Eventually, she says, that feeling subsided somewhat, though occasionally she’d visit Camp Johnson in Colchester just to be around people who understood what she was going through.

After Charlie came back from Iraq, Barbara says she could see how the experience had affected him. The Christmas after his return, some neighbors were blowing up fireworks, and the lights were reflecting off the woods behind their house. “Charlie was not happy with that,” she recalls.

But Barbara Purinton believes her husband’s time in Iraq expanded his capacity for offering solace and spiritual guidance to other people. Recently, she got a phone call from a local business that had an employee who was feeling suicidal. Barbara discovered the employee was a combat veteran.

“I called Charlie and he took care of it, because he’s been through war,” she says. “Now, he can reach out to people in a whole different way.”

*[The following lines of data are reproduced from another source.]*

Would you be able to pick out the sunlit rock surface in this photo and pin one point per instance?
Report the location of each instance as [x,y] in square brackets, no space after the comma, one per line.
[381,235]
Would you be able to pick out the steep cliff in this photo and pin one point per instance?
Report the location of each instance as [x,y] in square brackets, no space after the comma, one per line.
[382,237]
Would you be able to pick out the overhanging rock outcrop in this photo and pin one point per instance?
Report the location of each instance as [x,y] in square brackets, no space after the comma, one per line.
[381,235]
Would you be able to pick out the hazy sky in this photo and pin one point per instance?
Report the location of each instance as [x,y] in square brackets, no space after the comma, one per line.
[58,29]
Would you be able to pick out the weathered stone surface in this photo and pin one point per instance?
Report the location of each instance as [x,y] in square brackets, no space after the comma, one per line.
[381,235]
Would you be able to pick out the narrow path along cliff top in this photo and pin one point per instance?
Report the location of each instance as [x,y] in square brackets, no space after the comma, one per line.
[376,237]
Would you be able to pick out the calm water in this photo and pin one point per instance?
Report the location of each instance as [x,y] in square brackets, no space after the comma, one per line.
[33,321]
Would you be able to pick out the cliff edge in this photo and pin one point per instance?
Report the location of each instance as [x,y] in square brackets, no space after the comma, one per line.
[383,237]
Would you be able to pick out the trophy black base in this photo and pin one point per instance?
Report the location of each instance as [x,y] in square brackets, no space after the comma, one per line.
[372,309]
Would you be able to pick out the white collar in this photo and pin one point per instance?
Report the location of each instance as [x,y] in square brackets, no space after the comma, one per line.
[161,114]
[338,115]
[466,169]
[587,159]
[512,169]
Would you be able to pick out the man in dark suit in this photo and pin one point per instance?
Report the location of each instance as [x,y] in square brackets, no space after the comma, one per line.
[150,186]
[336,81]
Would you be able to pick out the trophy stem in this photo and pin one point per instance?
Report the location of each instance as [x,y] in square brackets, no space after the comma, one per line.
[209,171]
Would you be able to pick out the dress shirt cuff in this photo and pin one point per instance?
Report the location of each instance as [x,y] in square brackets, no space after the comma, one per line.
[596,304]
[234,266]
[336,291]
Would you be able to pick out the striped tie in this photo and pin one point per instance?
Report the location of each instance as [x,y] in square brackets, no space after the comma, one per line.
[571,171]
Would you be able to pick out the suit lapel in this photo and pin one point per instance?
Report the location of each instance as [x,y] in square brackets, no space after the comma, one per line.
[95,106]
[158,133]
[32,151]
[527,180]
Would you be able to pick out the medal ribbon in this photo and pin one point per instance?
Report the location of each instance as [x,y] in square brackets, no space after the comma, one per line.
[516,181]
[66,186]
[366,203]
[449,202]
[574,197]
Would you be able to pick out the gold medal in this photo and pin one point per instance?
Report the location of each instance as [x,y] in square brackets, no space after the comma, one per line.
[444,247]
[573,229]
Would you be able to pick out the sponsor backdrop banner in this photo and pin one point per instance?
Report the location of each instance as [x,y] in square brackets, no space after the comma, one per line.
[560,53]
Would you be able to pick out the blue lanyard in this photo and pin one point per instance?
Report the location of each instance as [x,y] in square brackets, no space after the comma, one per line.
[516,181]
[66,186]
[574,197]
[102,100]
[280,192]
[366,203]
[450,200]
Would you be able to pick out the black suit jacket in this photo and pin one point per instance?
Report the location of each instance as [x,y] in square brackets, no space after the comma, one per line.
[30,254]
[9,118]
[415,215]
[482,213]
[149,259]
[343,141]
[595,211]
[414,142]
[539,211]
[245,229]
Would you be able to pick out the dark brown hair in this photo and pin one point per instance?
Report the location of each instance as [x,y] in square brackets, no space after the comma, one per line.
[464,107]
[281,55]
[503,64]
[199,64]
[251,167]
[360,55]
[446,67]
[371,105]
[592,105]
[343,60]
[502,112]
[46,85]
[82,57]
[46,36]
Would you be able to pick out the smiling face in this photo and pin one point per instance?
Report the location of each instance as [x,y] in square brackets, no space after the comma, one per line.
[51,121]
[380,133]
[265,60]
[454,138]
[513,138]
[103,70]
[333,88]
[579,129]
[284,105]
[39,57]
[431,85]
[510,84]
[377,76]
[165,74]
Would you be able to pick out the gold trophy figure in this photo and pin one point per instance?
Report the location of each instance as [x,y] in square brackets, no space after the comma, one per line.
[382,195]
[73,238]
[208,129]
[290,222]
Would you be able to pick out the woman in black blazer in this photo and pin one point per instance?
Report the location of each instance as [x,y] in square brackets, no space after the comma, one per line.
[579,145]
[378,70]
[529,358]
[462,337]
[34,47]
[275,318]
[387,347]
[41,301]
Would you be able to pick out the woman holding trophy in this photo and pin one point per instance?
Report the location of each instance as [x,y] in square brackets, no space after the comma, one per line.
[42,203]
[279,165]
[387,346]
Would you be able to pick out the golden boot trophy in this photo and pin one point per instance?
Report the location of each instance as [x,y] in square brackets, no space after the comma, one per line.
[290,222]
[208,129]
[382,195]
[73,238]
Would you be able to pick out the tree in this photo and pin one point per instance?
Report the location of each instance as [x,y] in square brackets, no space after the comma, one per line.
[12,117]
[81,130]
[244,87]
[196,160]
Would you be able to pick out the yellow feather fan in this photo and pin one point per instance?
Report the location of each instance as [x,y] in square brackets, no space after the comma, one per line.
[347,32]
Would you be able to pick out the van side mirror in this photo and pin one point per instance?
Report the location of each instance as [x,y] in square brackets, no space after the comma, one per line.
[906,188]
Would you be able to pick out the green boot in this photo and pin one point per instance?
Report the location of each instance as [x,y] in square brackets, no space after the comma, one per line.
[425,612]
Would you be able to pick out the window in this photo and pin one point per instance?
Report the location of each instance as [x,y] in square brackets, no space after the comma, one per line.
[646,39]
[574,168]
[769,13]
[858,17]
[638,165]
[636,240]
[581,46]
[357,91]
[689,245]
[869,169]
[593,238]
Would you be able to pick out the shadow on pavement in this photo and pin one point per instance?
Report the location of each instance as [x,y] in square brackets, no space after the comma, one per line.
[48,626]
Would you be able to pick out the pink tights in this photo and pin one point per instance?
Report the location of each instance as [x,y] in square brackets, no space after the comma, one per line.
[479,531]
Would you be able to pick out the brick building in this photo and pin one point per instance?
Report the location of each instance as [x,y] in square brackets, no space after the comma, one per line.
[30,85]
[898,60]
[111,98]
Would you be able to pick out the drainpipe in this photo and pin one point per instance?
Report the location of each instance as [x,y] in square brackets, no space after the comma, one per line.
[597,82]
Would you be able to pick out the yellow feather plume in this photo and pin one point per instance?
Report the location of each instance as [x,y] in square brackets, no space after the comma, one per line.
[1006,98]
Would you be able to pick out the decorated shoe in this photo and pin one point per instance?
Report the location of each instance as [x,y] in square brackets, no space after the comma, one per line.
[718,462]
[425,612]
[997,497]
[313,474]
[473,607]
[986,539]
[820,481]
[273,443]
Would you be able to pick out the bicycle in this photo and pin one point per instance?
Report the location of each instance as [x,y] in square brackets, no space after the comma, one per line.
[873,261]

Purinton agrees. These days, he spends more time with vets than he ever did, in part because he can relate better to them since his own experiences in the war zone. And while the job of notifying a family of a loss never gets any easier, Purinton says his time in Iraq also gave him a much greater appreciation for the relationships that are forged during life-or-death situations.

“Anybody who routinely exposes themselves to life-threatening danger and does it with a group of people develops a special camaraderie in that group. You can’t duplicate it anywhere else,” he says. “I don’t go after it and I don’t necessarily suggest people do this.” If he’s called up again, though, Purinton says he’ll serve.